The global leader in radiation-shielding solutions, NELCO Worldwide, recently finalized the construction of a highly technical cargo-scanning building at the Massachusetts Port Authority in the Port of Boston’s Conley Container Terminal.
NELCO worked hand in hand with Passport Systems, Inc., a developer of new technologies that address threats of terrorist attacks. The compact structure, which houses a superior scanner for inspecting incoming shipping containers, is part of a U.S. Department of Homeland Security, Domestic Nuclear Detection Office (DNDO) project.

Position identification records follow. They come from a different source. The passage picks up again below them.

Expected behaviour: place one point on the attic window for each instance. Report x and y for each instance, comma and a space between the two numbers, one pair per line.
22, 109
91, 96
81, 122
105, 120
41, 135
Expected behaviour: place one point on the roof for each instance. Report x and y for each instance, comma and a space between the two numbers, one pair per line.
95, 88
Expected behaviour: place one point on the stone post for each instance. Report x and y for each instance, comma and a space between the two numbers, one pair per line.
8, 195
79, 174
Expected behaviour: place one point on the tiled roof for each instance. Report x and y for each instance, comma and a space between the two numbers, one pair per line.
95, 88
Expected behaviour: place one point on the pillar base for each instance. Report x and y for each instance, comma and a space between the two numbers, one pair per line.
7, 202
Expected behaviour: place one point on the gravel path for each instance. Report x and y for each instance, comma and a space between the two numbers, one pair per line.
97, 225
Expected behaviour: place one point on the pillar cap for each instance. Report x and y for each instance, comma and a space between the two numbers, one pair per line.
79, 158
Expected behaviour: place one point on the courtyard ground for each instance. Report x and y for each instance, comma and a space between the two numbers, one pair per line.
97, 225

The Need for Specialized Industry Resources
Selected as design builder, NELCO demonstrated global industry experience with cargo-scanning projects in places like Vancouver, Hong Kong, Las Vegas, Vietnam, a prominent NY skyline landmark and the U.S./Canadian border crossing. “A prototype of the Passport facility was built by RSS, a NELCO-owned company,” stated Gary Miller, EVP & COO of NELCO Worldwide. “The prototype was vetted through DNDO and it enabled the necessary funding to make the project possible.” NELCO was chosen in a competitive process along with Trapani Associates, the architect of record, to design and construct a facility with unique parameters.

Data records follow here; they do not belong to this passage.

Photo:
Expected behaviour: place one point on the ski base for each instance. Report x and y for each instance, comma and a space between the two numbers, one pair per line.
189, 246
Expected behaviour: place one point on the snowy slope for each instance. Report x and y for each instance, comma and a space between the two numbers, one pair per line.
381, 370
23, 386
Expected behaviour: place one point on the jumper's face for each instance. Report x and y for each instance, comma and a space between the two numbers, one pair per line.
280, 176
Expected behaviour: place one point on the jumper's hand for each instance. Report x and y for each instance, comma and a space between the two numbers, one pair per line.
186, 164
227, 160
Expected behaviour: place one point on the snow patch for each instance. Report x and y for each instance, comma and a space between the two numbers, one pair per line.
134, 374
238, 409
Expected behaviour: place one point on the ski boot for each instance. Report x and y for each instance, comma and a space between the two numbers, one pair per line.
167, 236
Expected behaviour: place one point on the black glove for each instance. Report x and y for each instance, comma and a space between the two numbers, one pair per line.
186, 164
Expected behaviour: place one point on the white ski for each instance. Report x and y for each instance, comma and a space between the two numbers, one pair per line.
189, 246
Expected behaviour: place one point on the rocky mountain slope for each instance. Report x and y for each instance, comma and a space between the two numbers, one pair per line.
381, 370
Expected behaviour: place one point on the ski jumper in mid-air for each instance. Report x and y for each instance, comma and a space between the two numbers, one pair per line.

The Challenges of a First-of-its-Kind Facility
“Along with new technology comes new building requirements, so we’d been reinventing the wheel from day one,” said Ken Tarbell, Sr. Project Executive. “As the design evolved, we would continually adjust—everything from enhancing phone communication through thick concrete walls, to including chemical-fire suppression that protects multimillion-dollar equipment.”
Mark Salsbury, who was immersed in the day-to-day details as NELCO Project Manager, stated, “This is an extremely unconventional building with 10 foot-thick slabs and cargo doors that each weigh 100,000 lbs. It’s a small structure with tremendous weight, built in difficult soil.”

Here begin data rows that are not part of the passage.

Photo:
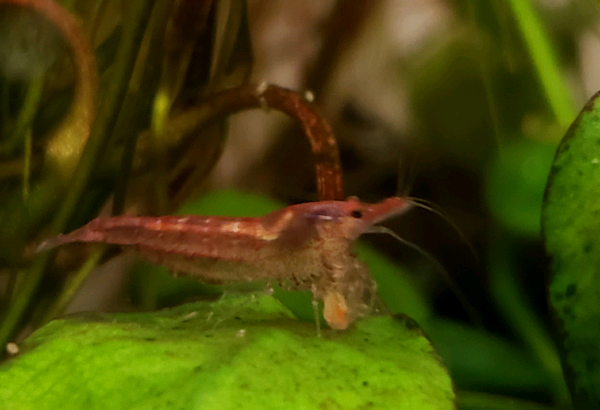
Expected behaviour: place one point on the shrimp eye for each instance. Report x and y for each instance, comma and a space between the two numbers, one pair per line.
356, 213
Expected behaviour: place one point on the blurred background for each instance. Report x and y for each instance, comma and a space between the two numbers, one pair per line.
460, 103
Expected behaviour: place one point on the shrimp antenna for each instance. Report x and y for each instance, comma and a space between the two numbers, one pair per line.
431, 207
471, 312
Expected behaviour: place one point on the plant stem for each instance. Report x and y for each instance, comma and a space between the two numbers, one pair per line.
104, 126
250, 96
545, 62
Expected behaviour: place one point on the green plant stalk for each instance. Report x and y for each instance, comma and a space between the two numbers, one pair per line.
146, 73
26, 115
74, 284
104, 126
27, 165
545, 62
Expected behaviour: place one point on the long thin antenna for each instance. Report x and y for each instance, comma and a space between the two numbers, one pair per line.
429, 206
473, 314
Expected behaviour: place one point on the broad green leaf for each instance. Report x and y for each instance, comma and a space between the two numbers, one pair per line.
571, 229
238, 353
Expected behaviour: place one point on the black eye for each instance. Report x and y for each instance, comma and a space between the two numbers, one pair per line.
356, 213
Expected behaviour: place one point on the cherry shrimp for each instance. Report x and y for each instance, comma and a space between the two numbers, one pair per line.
303, 247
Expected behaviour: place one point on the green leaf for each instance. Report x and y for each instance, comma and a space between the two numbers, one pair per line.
571, 226
515, 185
238, 353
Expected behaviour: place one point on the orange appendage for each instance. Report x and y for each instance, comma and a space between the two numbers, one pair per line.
335, 310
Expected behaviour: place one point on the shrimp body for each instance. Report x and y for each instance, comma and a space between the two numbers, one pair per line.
305, 247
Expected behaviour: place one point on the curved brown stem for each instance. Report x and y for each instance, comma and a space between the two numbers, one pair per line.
250, 96
66, 144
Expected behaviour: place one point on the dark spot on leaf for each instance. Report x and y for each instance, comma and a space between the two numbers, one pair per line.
568, 312
591, 364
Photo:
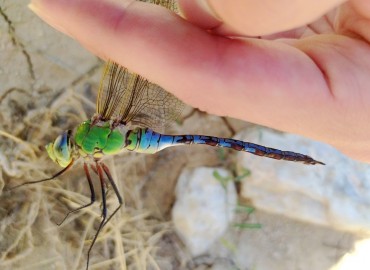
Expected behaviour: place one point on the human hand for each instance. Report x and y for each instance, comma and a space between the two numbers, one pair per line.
313, 80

“We were extremely pleased with the performance of our assembled team,” commented Rick LeBlanc, NELCO President & CEO. “The coordination between design and construction was stellar, and it ultimately resulted in unsurpassed quality.” Mr. Miller added, “It’s hard to appreciate the complexity involved without seeing it firsthand—this isn’t a big place, but there’s a lot going on here.”